La puerta se abre y entra una brisa en la Sala Común que hace que las lámparas se tambaleen y el tono verdoso ese que recubría las paredes, por primera vez desde que está allí sentado, a Albus se le asemeja a un árbol.

Piensa en todas esas historias que ha escuchado acerca de lo maravilloso que es Hogwarts, recuerda las dos cartas recibidas de su hermano James y cree que todo es exagerado. Que aquella festividad no es nada del otro mundo, que vale, sí, hay regalos y los pasillos andan decorados de rojo, blanco y verde (por decir algunos colores), pero a él, en aquellos momentos, lo único que tenía ganas era de ahocarse con aquel lazo de Navidad que adornaba la chimenea.

Y no por nada, simplemente que para el joven Albus, ya desde sus once años, consideraba aquella festividad como una excusa para olvidar los malos rollos una vez al año y como quien diría, perdonarse a si mismos para el próximo año seguir comportándose igual.

O para consumir como sino hubiera mañana.

Cierra el libro que tiene encima de su regazo. Desde pequeño siempre había escuchado las anécdotas de sus abuelos, de cuando sus padres y sus tíos eran jóvenes y de las dificultades que siempre habían tenido, mientras que para el resto de sus primos y hermanos era simple anécdotas, al pequeño, por entonces, Albus, causaron mucho revuelo, hasta tal punto de convertirse en el hermano más responsable, regañaba a Lily cuando se ponía insoportable ante algo que veía por la calle, como la vez que comenzó a patalear por que quería una piruleta.

Por ello, el joven Slytherin solo pedía en navidades cosas que necesitaba.

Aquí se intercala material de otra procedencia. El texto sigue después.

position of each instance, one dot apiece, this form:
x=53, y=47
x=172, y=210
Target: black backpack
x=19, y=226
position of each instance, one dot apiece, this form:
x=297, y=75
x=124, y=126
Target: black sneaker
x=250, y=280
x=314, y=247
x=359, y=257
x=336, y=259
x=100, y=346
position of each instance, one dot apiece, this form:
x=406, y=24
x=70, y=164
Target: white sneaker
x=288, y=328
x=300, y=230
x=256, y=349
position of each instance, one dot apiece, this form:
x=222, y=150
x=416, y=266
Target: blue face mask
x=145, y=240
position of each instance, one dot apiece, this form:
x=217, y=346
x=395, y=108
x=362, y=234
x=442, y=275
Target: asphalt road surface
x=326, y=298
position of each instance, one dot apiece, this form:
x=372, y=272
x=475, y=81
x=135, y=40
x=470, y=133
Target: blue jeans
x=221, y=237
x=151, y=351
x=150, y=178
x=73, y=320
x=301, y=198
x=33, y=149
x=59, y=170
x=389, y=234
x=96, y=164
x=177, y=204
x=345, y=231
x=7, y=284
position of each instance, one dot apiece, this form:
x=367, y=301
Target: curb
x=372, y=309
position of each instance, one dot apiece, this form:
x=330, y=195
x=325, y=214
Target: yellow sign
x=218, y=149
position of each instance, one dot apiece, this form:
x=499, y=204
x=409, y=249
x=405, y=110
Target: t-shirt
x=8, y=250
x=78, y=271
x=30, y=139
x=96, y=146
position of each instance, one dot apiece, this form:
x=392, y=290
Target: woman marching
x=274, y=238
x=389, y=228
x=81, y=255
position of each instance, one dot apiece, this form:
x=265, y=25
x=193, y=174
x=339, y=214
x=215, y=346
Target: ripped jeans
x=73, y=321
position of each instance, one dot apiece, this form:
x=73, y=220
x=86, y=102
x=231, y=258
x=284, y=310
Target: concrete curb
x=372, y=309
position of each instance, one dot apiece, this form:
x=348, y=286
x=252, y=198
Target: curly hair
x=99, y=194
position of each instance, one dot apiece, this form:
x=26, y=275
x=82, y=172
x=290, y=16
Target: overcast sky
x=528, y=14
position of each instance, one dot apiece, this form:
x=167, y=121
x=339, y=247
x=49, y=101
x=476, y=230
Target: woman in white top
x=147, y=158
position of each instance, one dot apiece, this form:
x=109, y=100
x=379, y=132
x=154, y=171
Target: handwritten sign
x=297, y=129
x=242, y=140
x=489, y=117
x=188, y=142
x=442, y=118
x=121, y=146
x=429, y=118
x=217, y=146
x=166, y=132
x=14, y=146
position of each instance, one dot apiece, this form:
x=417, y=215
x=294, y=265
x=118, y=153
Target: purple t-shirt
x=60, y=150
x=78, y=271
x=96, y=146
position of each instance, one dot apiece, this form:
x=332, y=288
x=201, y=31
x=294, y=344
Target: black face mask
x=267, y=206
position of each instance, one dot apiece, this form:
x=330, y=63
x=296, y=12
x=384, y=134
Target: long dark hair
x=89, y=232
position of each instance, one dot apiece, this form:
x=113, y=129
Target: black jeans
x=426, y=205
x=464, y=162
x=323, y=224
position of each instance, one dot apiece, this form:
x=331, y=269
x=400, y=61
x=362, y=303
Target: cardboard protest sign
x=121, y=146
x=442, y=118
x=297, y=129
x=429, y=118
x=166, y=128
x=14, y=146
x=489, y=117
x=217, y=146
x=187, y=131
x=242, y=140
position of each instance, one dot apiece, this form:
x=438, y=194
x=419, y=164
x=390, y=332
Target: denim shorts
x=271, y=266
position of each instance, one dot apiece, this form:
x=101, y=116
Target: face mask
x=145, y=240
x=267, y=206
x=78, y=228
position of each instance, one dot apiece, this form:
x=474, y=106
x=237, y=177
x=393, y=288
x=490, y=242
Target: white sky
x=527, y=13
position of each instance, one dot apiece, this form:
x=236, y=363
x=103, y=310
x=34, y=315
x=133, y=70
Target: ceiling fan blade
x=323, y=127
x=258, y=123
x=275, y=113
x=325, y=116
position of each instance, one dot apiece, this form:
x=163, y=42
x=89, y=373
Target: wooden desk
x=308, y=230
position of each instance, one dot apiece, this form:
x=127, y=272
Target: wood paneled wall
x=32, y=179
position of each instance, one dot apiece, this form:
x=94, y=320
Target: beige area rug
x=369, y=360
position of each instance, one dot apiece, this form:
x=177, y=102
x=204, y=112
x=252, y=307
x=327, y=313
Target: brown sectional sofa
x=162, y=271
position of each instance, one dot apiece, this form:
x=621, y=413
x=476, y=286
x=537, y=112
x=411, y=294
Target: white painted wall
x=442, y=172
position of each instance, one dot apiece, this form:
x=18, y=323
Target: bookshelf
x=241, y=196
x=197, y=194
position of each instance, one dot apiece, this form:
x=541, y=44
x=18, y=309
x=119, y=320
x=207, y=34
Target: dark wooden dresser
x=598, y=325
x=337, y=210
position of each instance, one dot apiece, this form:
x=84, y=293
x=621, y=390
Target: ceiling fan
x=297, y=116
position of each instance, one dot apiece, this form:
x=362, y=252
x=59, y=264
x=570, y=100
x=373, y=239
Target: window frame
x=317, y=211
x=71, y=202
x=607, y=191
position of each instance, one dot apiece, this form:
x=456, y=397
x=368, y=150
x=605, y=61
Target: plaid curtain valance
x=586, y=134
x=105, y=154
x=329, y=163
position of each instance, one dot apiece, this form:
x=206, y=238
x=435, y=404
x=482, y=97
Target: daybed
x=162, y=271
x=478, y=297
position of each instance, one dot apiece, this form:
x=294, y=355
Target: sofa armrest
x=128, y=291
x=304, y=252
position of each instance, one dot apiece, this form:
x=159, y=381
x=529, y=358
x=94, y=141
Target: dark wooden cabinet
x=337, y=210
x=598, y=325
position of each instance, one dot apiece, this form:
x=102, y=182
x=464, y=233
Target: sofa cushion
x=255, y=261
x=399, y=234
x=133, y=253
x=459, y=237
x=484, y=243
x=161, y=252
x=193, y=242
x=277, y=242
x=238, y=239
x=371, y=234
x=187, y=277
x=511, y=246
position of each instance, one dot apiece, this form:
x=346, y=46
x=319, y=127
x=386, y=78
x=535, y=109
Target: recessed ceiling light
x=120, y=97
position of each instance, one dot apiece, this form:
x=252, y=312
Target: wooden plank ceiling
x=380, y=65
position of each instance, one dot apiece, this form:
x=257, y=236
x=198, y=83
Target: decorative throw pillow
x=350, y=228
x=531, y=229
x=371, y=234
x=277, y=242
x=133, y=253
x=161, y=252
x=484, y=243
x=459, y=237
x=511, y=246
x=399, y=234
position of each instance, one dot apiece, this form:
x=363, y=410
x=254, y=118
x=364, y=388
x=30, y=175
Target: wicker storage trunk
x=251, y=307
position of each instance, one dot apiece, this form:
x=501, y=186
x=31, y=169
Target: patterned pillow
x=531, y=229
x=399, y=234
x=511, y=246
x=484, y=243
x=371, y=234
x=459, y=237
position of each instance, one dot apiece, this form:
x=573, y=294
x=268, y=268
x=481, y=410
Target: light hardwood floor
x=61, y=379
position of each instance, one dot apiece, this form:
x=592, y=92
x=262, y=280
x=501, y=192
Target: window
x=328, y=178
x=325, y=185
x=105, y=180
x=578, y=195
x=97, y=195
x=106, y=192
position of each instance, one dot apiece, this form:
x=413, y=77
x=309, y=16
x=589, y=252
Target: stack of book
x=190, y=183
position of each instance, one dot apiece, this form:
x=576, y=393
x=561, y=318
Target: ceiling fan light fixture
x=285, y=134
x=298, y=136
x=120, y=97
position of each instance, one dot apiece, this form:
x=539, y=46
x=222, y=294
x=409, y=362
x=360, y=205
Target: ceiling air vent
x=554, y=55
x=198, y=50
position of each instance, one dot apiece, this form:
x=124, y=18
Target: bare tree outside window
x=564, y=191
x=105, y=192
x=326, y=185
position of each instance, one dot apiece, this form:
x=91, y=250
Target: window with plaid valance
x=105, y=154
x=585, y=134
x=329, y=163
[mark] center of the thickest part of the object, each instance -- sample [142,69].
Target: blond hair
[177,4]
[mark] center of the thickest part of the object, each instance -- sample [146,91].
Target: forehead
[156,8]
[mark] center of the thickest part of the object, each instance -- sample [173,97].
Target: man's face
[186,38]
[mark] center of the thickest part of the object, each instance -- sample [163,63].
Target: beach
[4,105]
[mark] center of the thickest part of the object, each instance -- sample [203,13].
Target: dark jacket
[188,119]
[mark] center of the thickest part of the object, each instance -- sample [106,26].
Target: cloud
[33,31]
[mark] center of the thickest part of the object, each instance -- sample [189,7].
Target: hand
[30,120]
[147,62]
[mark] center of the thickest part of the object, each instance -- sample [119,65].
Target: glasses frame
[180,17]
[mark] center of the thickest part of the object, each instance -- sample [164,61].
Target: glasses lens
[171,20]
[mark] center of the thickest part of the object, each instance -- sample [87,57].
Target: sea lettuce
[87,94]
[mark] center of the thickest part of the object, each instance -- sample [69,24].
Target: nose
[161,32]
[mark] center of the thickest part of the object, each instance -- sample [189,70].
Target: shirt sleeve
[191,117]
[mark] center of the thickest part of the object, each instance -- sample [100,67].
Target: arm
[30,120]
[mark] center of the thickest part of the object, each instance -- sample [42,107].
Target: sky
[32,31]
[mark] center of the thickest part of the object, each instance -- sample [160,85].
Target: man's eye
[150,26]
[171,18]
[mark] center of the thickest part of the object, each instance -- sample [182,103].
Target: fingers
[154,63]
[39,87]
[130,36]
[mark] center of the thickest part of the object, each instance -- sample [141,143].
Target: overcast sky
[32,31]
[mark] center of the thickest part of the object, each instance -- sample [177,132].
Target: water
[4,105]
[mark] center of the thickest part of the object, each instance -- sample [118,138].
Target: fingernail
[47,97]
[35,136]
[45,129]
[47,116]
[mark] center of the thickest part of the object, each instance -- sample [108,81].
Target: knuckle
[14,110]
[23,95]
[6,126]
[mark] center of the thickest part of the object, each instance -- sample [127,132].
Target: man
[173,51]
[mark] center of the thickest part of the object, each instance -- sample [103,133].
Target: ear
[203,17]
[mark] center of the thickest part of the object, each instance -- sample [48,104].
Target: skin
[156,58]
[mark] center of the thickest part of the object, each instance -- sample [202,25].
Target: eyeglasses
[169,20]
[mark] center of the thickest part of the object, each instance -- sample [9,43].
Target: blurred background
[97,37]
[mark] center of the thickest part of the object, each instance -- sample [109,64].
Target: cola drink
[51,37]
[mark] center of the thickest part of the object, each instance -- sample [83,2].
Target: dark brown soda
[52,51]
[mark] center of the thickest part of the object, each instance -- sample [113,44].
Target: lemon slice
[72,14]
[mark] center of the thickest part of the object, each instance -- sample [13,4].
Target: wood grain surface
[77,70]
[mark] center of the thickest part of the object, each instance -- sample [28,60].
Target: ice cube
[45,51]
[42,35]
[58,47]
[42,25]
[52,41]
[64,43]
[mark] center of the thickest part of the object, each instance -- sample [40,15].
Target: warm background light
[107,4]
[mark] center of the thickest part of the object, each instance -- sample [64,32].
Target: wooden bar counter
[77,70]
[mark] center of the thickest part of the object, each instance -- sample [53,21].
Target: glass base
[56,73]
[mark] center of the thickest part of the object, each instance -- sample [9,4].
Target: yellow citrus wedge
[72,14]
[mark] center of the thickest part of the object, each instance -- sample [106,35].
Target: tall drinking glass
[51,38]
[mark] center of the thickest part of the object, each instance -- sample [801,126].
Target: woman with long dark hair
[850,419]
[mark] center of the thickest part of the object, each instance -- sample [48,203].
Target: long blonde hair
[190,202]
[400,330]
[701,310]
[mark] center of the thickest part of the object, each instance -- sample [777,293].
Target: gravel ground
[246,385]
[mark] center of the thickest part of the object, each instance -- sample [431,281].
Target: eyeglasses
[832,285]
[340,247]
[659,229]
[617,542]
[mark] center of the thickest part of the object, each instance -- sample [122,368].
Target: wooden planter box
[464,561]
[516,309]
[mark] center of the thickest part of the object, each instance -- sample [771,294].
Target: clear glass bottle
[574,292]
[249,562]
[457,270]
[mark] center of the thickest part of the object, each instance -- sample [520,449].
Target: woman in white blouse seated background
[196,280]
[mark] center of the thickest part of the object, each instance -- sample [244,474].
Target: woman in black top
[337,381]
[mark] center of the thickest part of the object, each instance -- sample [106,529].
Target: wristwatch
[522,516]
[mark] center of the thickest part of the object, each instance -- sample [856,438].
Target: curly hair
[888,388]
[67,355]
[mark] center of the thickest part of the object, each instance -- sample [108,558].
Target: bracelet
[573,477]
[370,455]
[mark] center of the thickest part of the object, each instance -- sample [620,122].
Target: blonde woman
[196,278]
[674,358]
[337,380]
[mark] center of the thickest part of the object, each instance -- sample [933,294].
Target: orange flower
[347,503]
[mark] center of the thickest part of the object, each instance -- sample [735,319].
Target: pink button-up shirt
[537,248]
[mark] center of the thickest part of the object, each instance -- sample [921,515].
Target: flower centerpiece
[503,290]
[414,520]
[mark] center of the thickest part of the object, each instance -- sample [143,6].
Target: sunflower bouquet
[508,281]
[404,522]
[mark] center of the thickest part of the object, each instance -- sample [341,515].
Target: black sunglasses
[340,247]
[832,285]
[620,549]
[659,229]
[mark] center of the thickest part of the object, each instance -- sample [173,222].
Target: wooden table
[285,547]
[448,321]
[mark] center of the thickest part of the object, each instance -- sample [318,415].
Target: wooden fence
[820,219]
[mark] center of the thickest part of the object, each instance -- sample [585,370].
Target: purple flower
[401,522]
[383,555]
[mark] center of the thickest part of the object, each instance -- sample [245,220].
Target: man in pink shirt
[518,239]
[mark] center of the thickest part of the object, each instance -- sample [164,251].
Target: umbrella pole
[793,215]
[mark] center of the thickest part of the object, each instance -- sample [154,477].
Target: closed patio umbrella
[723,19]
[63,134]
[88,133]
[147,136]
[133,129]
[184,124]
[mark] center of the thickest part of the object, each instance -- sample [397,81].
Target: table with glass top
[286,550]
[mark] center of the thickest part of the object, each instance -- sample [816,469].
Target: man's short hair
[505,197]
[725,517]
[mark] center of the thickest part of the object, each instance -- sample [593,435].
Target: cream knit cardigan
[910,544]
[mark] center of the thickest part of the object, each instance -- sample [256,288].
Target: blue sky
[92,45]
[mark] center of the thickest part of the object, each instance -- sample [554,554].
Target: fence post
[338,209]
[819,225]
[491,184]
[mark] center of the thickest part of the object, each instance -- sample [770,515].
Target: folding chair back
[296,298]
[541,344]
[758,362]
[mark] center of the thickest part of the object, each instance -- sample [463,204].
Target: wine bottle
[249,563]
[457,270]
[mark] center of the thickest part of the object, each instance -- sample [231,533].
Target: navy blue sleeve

Una bolsa nueva, un nuevo set de pociones, o plumas para escribir.

Se levanta del sofá en el que está sentado, recuerda que debe de escribir a casa, entra en las habitaciones y saca varios pergaminos. Escribe primero a casa, contándole noticias, su aprobado en el trabajo de Encantamientos, la nueva travesura que ha hecho James, por que está seguro que su hermano no se la va a contar… Luego coge otro pergamino, y si quiere continuar la tradición esa que tanto ha respetado su hermano y primos, debería de escribirle una carta a Lily poniéndole los dientes largos de envidia por las navidades de Hogwarts. En su defecto, lo único que le dice es que disfrute de esas últimas navidades que pasara en casa, que disfrute por que en Hogwarts todo es diferente.


N. A. : Lo cierto es que siempre me he imaginado a Albus el más maduro de sus hermanos, desde pequeño, y aunque sé que tiene once años, a esa edad creo que uno ya sabe lo que quiere.